Being homosexual is not a lifestyle. It is not a choice.

Being gay is a lifestyle, it is a choice, though free will may be affected by various factors. It is a political and social expression.

We should definitely try to understand, and not judge, persons who are homosexual; and also, homosexual persons who are also gay. They, like heterosexuals, are far more than just their sexual orientation and/or public expression.
We always need to keep in mind that the Church is not discriminating against LGBT people. The Church clearly teaches that it is no less wrong for a married couple to use artificial contraceptives as it is for any sexual act that is not open for new life.

The Church - like good old Mother Nature - is about LIFE, LIVING and BABIES. Sexual attraction is about babies. Check out Biology 101.

Check out the Theory of Evolution 101. “Survival of the Fittest” - euphemism “Natural Selection” - and all that…

If one does not believe in God one can always turn to Mother Nature. Nature is cruel to the sterile individual. This is not the case with God - he has better plans for his children. He gives all of us a purpose in life but we must not confuse sexual pleasure with that purpose.

There is so much work to be done. Those among us who, for what ever reason, can not have children are able to give the gift of themselves for the Kingdom of God. They have the gift of greater freedom to feed the poor, clothe the naked, give drink to the thirsty and visit the sick and those in prison.
 
We always need to keep in mind that the Church is not discriminating against LGBT people. The Church clearly teaches that it is no less wrong for a married couple to use artificial contraceptives as it is for any sexual act that is not open for new life.

The Church - like good old Mother Nature - is about LIFE, LIVING and BABIES. Sexual attraction is about babies. Check out Biology 101.

Check out the Theory of Evolution 101. “Survival of the Fittest” - euphemism “Natural Selection” - and all that…

If one does not believe in God one can always turn to Mother Nature. Nature is cruel to the sterile individual. This is not the case with God - he has better plans for his children. He gives all of us a purpose in life but we must not confuse sexual pleasure with that purpose.

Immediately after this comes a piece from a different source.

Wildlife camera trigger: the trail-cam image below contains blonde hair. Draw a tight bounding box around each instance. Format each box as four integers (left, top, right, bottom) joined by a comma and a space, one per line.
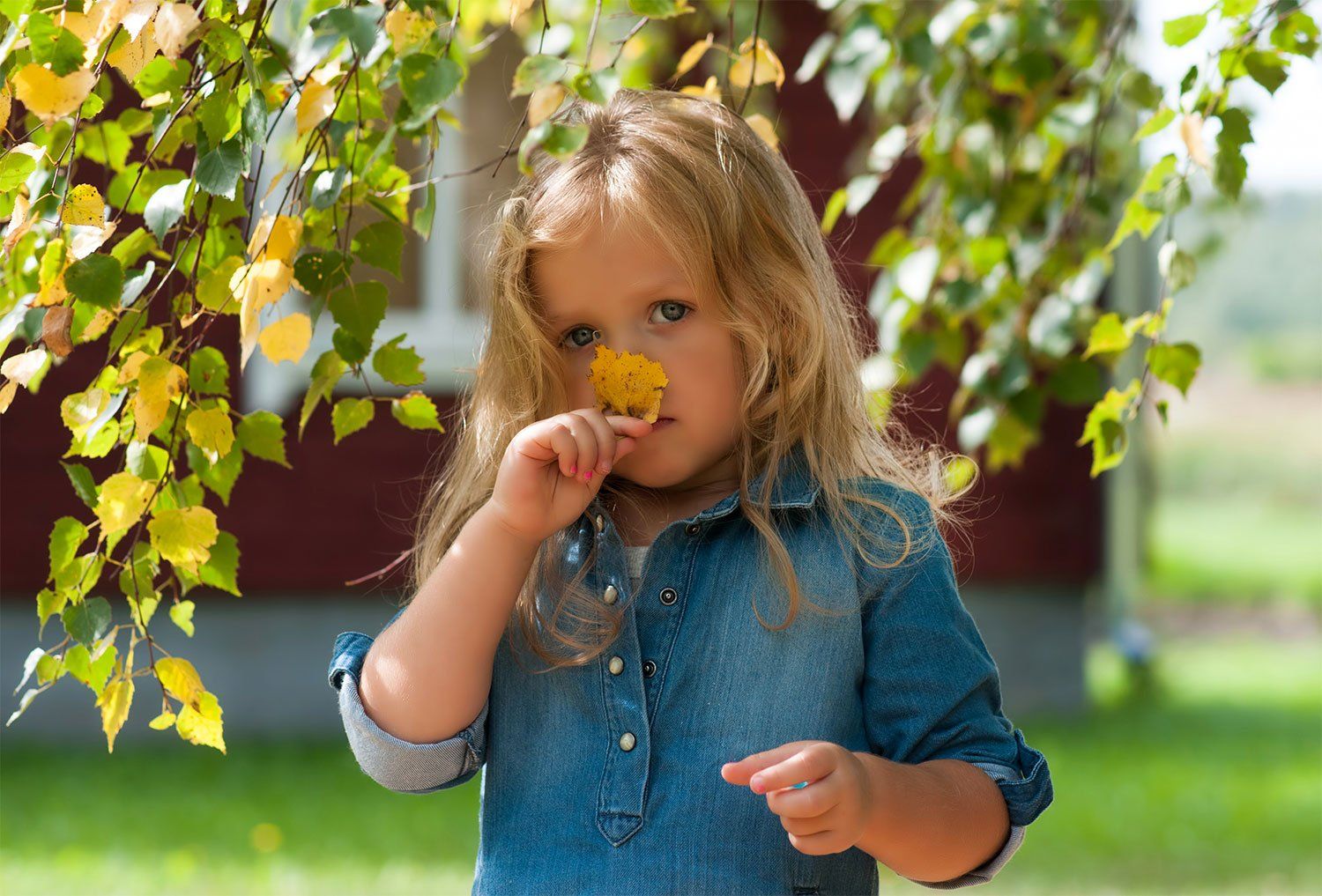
407, 89, 976, 671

There is so much work to be done. Those among us who, for what ever reason, can not have children are able to give the gift of themselves for the Kingdom of God. They have the gift of greater freedom to feed the poor, clothe the naked, give drink to the thirsty and visit the sick and those in prison.
As a gay man I would say it does appear that some might think wanting to prevent gay people from getting married and adopting children would be considered discrimination.🤷
 
As a gay man I would say it does appear that some might think wanting to prevent gay people from getting married and adopting children would be considered discrimination.🤷
We are called to discriminate throughout our lives. The key question is: Is the discrimination just? Discriminating against a poison berry is just discrimination. Choosing not to hire someone because of their skin color is unjust discrimination. Understanding the Church teaching requires one to conclude that limiting marriage to one male and one female human is just discrimination.
 
We are called to discriminate throughout our lives. The key question is: Is the discrimination just? Discriminating against a poison berry is just discrimination. Choosing not to hire someone because of their skin color is unjust discrimination. Understanding the Church teaching requires one to conclude that limiting marriage to one male and one female human is just discrimination.
It would appear that the one being discriminated against would not call it “Just” while the one doing the discriminating would find it quite “Just.” If that makes any sense.